Junior Doesn't Want Your Stuff

Junior Doesn’t Want Your Stuff

The Washington Post recently reported that “A seismic shift of stuff is underway in homes all over America. Members of the generation that once embraced drugs and rock-and-roll are trying to offload their place settings for 12, family photo albums and leather sectionals.”1

Problem is, their kids aren’t interested in inheriting their stuff.

Baby boomers were once free spirits who never wanted to grow up. But these 50 to 70-year-olds have proven to be quite the accumulators. They lived in bigger homes and had more disposable income than at any other time in U.S. history. Is it any wonder they own three-car-garages that park one car and a rented storage unit for the rest of the stuff!

For a variety of reasons, these boomers are now scaling back in a big way.Maybe they have become empty nesters. Maybe they are tired of caring for a big house and a big yard. Maybe they are embracing the “less is more” philosophy.Or, maybe downsizing is one way to nudge adult kids out of the nest.

What is perplexing parents, however, is that their kids don’t want their beautiful china hutch and dining table. They’re not interested in mom and dad’s collections,artwork, or old TVs. And as for those heirloom quilts that you inherited from your grandmother—well good luck giving those away.

Consignment stores, thrift shops, and auction houses are flooded with merchandise that parents wanted to pass on to their kids, but the kids don’t want it. An auctioneer on the east coast says the market is flooded with boomer rejects. “Hardly a day goes by that we don’t get calls from people who want to sell a big dining room set or bedroom suite because nobody in the family wants it. Millennials don’t want brown furniture, rocking chairs or silver-plated tea sets. Millennials don’t polish silver.”2

The millennial generation, born between 1980 and 2000 are not interested in the lifestyle trappings or nostalgic memorabilia they were so lovingly raised with. Most parents have been saving their kid’s college textbooks, sports trophies, and baby albums in plastic containers for decades, waiting for the day when they could say, “Junior, it’s time for your stuff to go to your house!”
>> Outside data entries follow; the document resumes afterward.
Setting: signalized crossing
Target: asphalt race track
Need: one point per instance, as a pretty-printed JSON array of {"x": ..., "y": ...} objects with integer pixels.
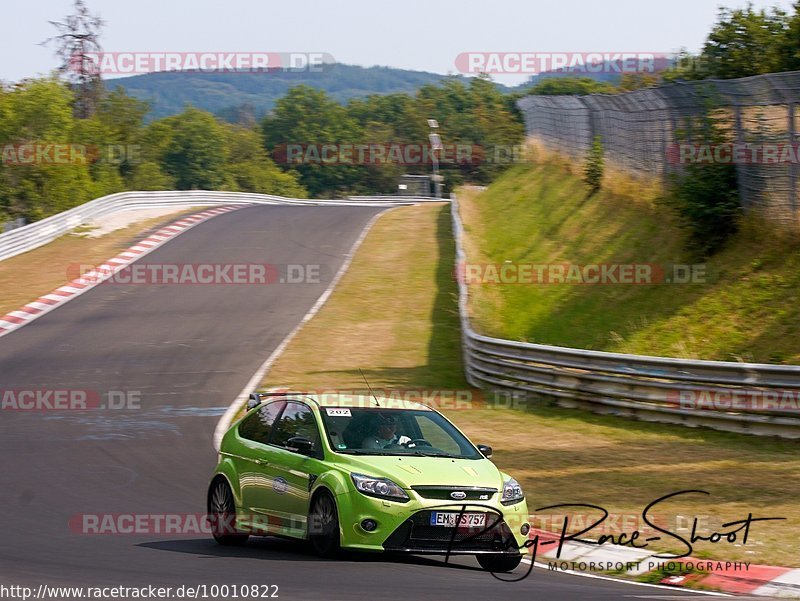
[{"x": 190, "y": 350}]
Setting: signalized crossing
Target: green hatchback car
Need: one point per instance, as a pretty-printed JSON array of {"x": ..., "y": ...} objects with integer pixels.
[{"x": 371, "y": 474}]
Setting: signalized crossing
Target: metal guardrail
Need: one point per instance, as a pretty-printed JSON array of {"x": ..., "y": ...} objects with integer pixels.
[
  {"x": 752, "y": 398},
  {"x": 36, "y": 234}
]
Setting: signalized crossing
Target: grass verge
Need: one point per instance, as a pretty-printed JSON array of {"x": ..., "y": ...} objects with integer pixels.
[
  {"x": 747, "y": 308},
  {"x": 394, "y": 315}
]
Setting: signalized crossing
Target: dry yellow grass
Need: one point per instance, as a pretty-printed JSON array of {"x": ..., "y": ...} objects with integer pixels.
[
  {"x": 28, "y": 276},
  {"x": 394, "y": 315}
]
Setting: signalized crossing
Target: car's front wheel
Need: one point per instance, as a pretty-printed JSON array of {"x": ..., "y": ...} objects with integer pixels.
[
  {"x": 323, "y": 525},
  {"x": 499, "y": 562},
  {"x": 222, "y": 515}
]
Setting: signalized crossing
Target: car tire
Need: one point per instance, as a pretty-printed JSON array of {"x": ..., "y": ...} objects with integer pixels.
[
  {"x": 222, "y": 513},
  {"x": 499, "y": 562},
  {"x": 323, "y": 525}
]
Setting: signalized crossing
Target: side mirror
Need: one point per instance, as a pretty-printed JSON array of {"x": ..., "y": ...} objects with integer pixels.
[
  {"x": 301, "y": 445},
  {"x": 253, "y": 401}
]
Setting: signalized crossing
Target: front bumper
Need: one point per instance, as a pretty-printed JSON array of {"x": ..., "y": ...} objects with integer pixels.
[{"x": 405, "y": 527}]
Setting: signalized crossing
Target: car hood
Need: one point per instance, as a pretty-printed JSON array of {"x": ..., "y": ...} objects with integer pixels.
[{"x": 419, "y": 471}]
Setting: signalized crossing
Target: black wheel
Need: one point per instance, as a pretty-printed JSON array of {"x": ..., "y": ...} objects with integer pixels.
[
  {"x": 222, "y": 515},
  {"x": 499, "y": 563},
  {"x": 323, "y": 525}
]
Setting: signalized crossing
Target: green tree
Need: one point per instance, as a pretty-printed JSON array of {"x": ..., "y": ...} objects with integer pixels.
[
  {"x": 308, "y": 118},
  {"x": 197, "y": 152},
  {"x": 706, "y": 195}
]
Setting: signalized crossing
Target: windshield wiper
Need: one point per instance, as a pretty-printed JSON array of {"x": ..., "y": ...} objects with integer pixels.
[{"x": 433, "y": 454}]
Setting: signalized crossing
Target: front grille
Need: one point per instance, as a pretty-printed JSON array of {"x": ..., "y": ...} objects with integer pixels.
[
  {"x": 417, "y": 534},
  {"x": 473, "y": 493}
]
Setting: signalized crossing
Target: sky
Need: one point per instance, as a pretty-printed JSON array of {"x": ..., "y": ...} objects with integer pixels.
[{"x": 424, "y": 35}]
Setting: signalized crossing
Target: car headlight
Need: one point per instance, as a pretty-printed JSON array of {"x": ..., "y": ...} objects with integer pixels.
[
  {"x": 512, "y": 492},
  {"x": 383, "y": 488}
]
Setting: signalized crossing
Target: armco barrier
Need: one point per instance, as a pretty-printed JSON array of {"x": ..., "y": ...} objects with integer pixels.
[
  {"x": 741, "y": 397},
  {"x": 36, "y": 234}
]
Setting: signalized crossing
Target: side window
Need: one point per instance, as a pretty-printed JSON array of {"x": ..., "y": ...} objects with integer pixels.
[
  {"x": 297, "y": 420},
  {"x": 258, "y": 426},
  {"x": 434, "y": 434}
]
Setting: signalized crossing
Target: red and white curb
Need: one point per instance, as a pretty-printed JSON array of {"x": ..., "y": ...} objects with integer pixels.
[{"x": 44, "y": 304}]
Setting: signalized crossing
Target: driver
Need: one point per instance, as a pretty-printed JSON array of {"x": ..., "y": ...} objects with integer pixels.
[{"x": 384, "y": 434}]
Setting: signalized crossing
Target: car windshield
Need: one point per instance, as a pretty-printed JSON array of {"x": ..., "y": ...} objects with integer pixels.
[{"x": 374, "y": 431}]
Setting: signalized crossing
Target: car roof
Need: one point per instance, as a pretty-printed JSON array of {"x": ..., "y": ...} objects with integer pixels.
[{"x": 362, "y": 401}]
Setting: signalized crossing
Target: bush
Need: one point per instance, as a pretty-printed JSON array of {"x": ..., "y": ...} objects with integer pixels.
[
  {"x": 593, "y": 171},
  {"x": 706, "y": 195}
]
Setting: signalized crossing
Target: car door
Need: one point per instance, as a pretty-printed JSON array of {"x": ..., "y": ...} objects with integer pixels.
[
  {"x": 253, "y": 460},
  {"x": 291, "y": 473}
]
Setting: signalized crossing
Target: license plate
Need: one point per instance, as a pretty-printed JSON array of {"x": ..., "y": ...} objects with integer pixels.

But the 20 and 30-somethings are more transient and they don’t want all that childhood clutter. They are busy trying to find stable jobs and pay off loans. They’re marrying later and are selecting smaller spaces when they do settle down. Scott Roewer, a professional organizer, notes that “They are living their life digitally through Instagram, Facebook and YouTube, and that’s how they are capturing their moments. Their whole life is on a computer; they don’t need a shoebox full of greeting cards.”3

Because these young adults want to stay in cities rather than moving to the suburbs or rural areas, the idea of the American dream is being redefined. A Nielsen report in 2014 found that nearly two-thirds of Millennials prefer to live in urban centers near shopping, restaurants and work.4

Don’t be offended

We’ve had numerous clients who have downsized and were disappointed that many of their possessions were rejected by their children. “My children are struggling financially,” bemoaned a widower who recently sold his ranch-style home and moved to a condominium. “You would think they would appreciate that I was willing to give them all this free stuff. But they only took a small part! What am I going to do with a grandfather clock that I have treasured for years?” We’ve seen parents get their feelings hurt. When this happens,we remind them, “It’s not that they don’t love you. They don’t love your furniture—even if it is in great condition.”

Stop Hoarding, Start Cleaning Out

So if you have been “hanging on” to possessions in order to pass them on to the next generation, you may want to reconsider. “I used to think my kids liked coming home to their old bedrooms that were filled with childhood memories,”confided a client who recently moved into a newly-built smaller home. “To my surprise, the kids love coming to the new home more than the old homestead. We have two guest rooms, and none of the kids can claim them as their own. But they like the fact that the closets are empty, the drawers are empty, and they have space to unpack when they visit!”

So if you are need of a major clean out, take heart. Or, better yet, take pictures. Take photos of favorite things you are no longer using—and then give them away. Charities always appreciate receiving things before they become too outdated.

If you have collections, furniture or art that has resale value and you don’t want to give to charity, find someone who regularly sells items on Craigslist or Ebay and offer to split the proceeds.

A friend recently moved from a 2 ½ acre estate with a barn to an urban apartment. We worried this might be too drastic of a change, but she quickly put our fears to rest. “You won’t believe how free I feel,” she laughed. “It’s like I’m on vacation!”